Wildlife Wednesday:  The Skippers

Spring brings butterflies back to the park, and the Skippers (family Hesperiidae) are one of the first groups to show up. These small butterflies are named for the fast darting manner in which they fly, as if they’re skipping around from flower to flower. There are over 3,500 spp. of skipper around the world, and a couple of dozen of those species are found in the Houston area. Many of the skippers look remarkably similar to each other, and can often be very difficult to identify. Many of the species are also rather drab, being various shades of brown, and can be misidentified as moths (but they are of course diurnal, and have the clubs at the tip of the antennae, which are indicative of butterflies).

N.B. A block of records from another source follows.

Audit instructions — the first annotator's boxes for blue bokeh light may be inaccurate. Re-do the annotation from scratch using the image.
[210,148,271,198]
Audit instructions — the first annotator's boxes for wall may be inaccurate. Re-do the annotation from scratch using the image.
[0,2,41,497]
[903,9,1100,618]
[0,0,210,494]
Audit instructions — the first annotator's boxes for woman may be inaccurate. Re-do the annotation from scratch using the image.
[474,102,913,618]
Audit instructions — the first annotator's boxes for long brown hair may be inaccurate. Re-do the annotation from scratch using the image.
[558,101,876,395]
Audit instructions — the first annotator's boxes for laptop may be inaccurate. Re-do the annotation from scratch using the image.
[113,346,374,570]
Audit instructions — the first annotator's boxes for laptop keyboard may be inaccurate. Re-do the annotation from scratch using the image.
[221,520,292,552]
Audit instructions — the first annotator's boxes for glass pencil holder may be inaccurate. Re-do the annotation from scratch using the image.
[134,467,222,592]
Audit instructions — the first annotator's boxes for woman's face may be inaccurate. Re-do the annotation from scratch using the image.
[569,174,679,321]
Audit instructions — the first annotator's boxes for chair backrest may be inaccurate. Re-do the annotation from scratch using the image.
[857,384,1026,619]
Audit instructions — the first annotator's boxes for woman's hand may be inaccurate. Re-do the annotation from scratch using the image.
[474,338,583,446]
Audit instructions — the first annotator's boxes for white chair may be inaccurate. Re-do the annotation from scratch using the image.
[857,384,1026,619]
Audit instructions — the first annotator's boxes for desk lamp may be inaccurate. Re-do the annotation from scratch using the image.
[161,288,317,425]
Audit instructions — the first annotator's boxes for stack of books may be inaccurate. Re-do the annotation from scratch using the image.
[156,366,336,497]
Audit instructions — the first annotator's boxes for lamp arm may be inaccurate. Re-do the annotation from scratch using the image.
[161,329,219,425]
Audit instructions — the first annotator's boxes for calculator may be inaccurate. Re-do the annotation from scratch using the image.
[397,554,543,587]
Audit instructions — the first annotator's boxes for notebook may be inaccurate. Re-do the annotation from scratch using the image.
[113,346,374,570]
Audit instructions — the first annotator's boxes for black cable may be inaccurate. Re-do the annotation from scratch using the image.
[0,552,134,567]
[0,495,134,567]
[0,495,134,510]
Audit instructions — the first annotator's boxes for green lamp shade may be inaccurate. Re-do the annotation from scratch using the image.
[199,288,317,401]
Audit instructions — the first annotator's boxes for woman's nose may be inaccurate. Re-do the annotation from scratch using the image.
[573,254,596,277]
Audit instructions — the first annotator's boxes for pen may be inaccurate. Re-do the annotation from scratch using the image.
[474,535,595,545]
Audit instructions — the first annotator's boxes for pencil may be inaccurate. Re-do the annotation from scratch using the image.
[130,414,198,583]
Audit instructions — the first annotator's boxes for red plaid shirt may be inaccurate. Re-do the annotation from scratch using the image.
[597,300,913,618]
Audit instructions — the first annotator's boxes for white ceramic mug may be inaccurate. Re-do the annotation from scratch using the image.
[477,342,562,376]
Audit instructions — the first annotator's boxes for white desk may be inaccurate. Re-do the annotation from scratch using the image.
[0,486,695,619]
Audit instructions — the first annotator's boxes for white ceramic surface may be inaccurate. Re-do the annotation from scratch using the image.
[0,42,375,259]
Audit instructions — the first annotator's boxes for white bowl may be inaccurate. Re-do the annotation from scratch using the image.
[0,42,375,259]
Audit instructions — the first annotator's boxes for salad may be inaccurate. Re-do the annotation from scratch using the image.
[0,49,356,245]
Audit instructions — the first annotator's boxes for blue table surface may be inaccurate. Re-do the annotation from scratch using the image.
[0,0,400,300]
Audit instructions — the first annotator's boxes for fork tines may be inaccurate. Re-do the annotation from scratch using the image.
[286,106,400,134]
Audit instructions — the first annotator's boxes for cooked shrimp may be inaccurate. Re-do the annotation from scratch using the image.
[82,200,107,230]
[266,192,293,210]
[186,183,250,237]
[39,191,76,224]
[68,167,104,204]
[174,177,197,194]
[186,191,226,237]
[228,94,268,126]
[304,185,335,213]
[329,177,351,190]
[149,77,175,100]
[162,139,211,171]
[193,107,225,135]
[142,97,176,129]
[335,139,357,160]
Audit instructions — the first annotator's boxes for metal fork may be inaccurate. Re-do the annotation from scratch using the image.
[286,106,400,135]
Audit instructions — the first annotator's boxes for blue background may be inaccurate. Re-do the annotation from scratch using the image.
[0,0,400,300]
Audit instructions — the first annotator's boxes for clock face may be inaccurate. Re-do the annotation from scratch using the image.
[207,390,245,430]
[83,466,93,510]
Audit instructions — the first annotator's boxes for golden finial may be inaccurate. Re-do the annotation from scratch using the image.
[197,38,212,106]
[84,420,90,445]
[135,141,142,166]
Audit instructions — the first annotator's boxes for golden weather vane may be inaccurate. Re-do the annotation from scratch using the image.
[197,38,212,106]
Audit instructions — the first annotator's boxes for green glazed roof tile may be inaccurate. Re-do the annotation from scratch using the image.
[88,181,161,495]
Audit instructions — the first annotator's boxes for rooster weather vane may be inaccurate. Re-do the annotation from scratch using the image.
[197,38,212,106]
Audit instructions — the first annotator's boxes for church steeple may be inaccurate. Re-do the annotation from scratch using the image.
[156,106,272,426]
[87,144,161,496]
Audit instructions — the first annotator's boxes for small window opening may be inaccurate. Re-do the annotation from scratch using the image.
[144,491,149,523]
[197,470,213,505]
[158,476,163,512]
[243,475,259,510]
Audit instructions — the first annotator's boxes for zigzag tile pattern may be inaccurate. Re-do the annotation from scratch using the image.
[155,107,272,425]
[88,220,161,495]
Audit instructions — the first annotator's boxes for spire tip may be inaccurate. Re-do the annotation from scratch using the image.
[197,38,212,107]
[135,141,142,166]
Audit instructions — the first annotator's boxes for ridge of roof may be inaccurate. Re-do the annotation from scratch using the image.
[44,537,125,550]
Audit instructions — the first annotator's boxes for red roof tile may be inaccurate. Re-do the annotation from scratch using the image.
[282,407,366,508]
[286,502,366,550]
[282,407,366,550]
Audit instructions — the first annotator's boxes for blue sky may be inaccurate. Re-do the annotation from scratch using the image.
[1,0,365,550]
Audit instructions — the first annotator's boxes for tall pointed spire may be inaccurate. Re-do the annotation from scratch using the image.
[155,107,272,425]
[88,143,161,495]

Here are a few of the skippers that are found here at the Nature Discovery Center:

Fiery Skippers (Hylephila phyleus) are one of the more common species found here, visiting our wildflower gardens, wildflowers on the front lawn, and the Pocket Prairie. The males are a bit showier, with bright orange and dark brown on the wings (pictured left and top), and the females are a light yellowy brown with brown spots. The tiny greenish caterpillars feed on a variety of grasses, including Bermuda grass and St. Augustine grass. You may notice that this skipper keeps its forewings and hindwings separated at a right angle, with the forewings held up, when it’s resting. This is a small butterfly, measuring only about 1 in long.

 

The White Checkered Skipper (Pyrgus albescens) is easy to tell apart from most other skippers with its white and dark gray/black checkered pattern. There is however, another checkered skipper that is very similar to this species, the Tropical Checkered Skipper, which is also found in our area. They visit a wide variety of small flowers close to the ground, and their caterpillars feed on a variety of small mallow/hibiscus species, like Sida. They may attain a wingspan of up to 3.8 cm in width.

 

Juvenal’s Duskywing (Erynnis juvenalis) is one of 2 species of Duskywing (dark colored skippers that keep their wings open and flattened when on a perch), found in our park. The other is the very similar Horace’s Duskywing, though there are many other species of Duskywing across the country. The caterpillars of these skippers feed on oak leaves. They are similar in size to the Checkered skippers, ~3.8 cm wingspan. Duskywings can make themselves rather conspicuous with their darting, climbing, and diving flight patterns, and their habit of sunning out in flat open meadows in plain sight.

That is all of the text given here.